Estate litigation arises when a conflict about any aspect of an estate occurs and the courts must step in to resolve the conflict. There are several conflicts that can arise within an estate that would require litigation, such as:
- Contesting the validity of a Last Will and Testament;
- Contesting whether a Trustee is properly performing their duties;
- Objecting to the manner in which a personal representative has handled/dispersed assets of the estate
These are just a few examples of the many issues that can arise in an estate and all would require an attorney with sufficient knowledge of the estate planning process and probate. Contesting the validity of a Last Will and Testament can include mistakes in execution, undue influence when signing the will, or lack of testamentary capacity. A mistake in execution means that the will was not executed within the requirements of Florida Statute §732.502, which set forth specific requirements in creating a valid will.
Undue influence is the over-persuasion, coercion, duress, force, or fraudulent contrivances to such a degree that there is destruction of the free agency and will power of the one making the will. Undue influence claims challenge whether the person creating their Last Will and Testament did so without being coerced by either a family member, friend, or an outside party. In probate litigation, undue influence can be proven by circumstantial evidence. For example, your long-lost brother, Bill, who your family hasn’t heard from in 10 years all of a sudden shows up at your mother’s house for a week. A few months later your mother dies and you realize that she recently signed a will that gave all of her assets to Bill. This is a situation where undue influence has likely occurred.

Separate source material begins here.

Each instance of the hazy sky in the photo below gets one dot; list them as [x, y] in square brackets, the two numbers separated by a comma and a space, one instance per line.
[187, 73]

Lack of Testamentary Capacity means that at the time the Will was executed, the person creating the Will did not have the mental capacity to understand basic terms of the Will, such as how the Will distributes the assets, the family members or friends that would be receiving the property, and the nature of the assets being distributed. A lack of testamentary capacity most commonly occurs in the elderly with mental health issues such as dementia or Alzheimer’s. The standard for “testamentary capacity” is for the person executing the will to understand the nature and extent of their assets as well as the people named to receive them. The Golden Rule for someone who is suspected of lacking mental capacity to execute a will is to ensure that an examination is performed by a medical professional on the testator before they make their will. Medical evidence will be highly convincing if probate litigation arises involving the dispute of testamentary capacity. It is also extremely helpful to have your attorney make their own legal assessment and keep contemporaneous notes regarding your wishes to support any potential contests later. This is one of the biggest values in having an attorney guide you through your estate plan as opposed to downloading a form online and completing it yourself. The latter is much easier to overturn.
Although Will contests are the most common type of probate litigation, other types of estate litigation can involve the breach of fiduciary duties, elective share litigation, will construction, determination of heirs, removal of fiduciary, or a surcharge action.